FROSTBITE With its position of prominence and large surface area, the auricle is extremely susceptible to extremes in temperature. The thin subcutaneous tissue makes the auricle particularly susceptible to cold-induced injury. In frostbite, the ear will initially appear pale. In superficial frostbite injuries, the underlying tissue remains soft and pliable. In deep injuries, the underlying tissue is very hard. With rewarming, the ear may become painful, with edema and blister formation. If blisters do form, they should be allowed to reabsorb spontaneously. The ear should be aseptically and quickly rewarmed with saline-soaked gauze that has been warmed to 38 to 40°C (100.4 to 104°F). The rewarming process may be very painful and conscious sedation may be necessary.

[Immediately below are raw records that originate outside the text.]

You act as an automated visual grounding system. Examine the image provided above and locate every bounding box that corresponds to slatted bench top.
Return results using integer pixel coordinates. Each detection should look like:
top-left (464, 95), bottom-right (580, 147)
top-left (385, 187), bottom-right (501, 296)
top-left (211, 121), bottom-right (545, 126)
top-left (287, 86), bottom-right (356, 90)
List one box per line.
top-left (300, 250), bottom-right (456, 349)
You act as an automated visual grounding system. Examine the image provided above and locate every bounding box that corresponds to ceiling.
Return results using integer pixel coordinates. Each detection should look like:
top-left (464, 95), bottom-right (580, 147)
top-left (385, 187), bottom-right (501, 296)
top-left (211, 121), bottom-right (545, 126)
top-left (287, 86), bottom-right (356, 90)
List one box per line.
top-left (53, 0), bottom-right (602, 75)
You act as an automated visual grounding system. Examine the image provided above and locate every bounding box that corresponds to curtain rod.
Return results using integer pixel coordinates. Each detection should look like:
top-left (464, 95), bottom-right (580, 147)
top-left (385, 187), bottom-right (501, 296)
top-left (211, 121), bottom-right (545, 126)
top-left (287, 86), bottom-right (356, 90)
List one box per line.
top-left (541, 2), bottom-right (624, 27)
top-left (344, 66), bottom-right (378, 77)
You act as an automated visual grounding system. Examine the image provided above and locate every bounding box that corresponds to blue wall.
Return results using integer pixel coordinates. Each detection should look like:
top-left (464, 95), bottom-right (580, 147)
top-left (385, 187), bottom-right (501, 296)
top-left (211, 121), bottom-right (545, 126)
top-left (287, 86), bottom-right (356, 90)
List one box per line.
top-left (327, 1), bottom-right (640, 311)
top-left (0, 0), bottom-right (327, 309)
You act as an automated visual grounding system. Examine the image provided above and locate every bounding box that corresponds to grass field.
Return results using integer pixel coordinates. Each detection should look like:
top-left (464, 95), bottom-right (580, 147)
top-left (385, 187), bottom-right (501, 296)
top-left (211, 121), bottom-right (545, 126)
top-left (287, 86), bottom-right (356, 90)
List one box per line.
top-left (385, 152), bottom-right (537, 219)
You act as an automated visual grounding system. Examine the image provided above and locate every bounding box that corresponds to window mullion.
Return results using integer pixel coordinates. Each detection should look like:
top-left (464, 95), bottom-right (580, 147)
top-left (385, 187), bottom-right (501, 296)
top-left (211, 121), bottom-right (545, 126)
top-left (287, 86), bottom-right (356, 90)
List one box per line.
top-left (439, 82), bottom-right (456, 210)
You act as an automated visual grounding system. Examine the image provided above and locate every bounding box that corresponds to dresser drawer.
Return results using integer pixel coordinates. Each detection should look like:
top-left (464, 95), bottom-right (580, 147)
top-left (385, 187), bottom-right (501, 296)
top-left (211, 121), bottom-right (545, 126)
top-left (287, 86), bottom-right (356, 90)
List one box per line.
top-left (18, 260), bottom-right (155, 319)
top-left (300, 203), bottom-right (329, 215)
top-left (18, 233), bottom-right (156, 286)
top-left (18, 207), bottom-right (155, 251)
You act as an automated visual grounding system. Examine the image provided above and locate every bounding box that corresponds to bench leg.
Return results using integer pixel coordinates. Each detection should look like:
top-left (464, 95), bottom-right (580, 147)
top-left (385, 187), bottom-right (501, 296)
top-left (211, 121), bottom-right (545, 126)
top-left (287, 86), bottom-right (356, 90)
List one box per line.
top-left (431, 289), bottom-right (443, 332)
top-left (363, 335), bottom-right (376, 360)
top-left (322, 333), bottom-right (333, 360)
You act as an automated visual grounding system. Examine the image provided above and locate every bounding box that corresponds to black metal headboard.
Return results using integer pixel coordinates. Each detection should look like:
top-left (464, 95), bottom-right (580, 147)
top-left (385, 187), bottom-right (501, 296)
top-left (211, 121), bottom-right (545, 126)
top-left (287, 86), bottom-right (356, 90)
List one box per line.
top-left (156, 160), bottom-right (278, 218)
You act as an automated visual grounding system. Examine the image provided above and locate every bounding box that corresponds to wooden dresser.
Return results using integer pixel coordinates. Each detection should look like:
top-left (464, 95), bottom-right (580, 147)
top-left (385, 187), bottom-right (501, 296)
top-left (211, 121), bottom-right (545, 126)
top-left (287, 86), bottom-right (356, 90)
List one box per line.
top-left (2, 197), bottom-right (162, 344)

BURNS Burns of the upper body occur frequently, with burns of the face and neck representing about 30 percent of all burn injuries. In one study of patients sustaining significant facial burns, 42 percent suffered burns to the ears. 26 Direct thermal burns may be severe enough to cause necrosis and sloughing of the entire external ear. Even with lesser injury, disruption of the auricular skin can lead to damage of the underlying cartilage, which, once damaged, is particularly susceptible to infection. Factors that affect the healing of burn injuries include the depth of the burn, development of infection, and external pressure or friction on the burned auricle.23 Otochondritis is a potentially disfiguring complication of otic burns. Chondritis may occur in up to 20 percent of significant otic burns and may appear anywhere from 2 to 5 weeks after the injury. The hallmarks of chondritis consist of helical dull pain followed by erythema, edema, exquisite tenderness to palpation, and an increase in the auriculocephalic angle (lateral protrusion of the ear from the head). 26 Once chondritis is present, treatment must be aggressive to preserve ear architecture; it usually consists of surgical debridement. Systemic antibiotics alone are generally considered ineffective.
First-degree burns involve only the superficial layers. Vascular congestion and dilation occur in the intradermal vessels. First-degree burns can be gently cleaned, and the patient can be discharged with mild analgesics as needed. Second-degree burns exhibit destruction of varying depths of epidermis, with coagulation necrosis. Third-degree burns involve destruction of all skin elements with coagulation of the subdermal plexus.
Burns more severe than first-degree should be seen in consultation with a burn unit or an otolaryngologist. If the burn is an isolated injury and a mild second-degree type, treatment in the emergency department should consist of meticulous cleaning and irrigation with normal saline, application of a non-sulfa-containing antimicrobial ointment, and a nonpressure dressing. Silvasulfadiazine ointment can cause skin pigmentation changes and should not be used above the clavicles. Referral should be made within 24 h. Substantial second-degree burns with blistering or any third-degree burns should be referred to a burn center for further management.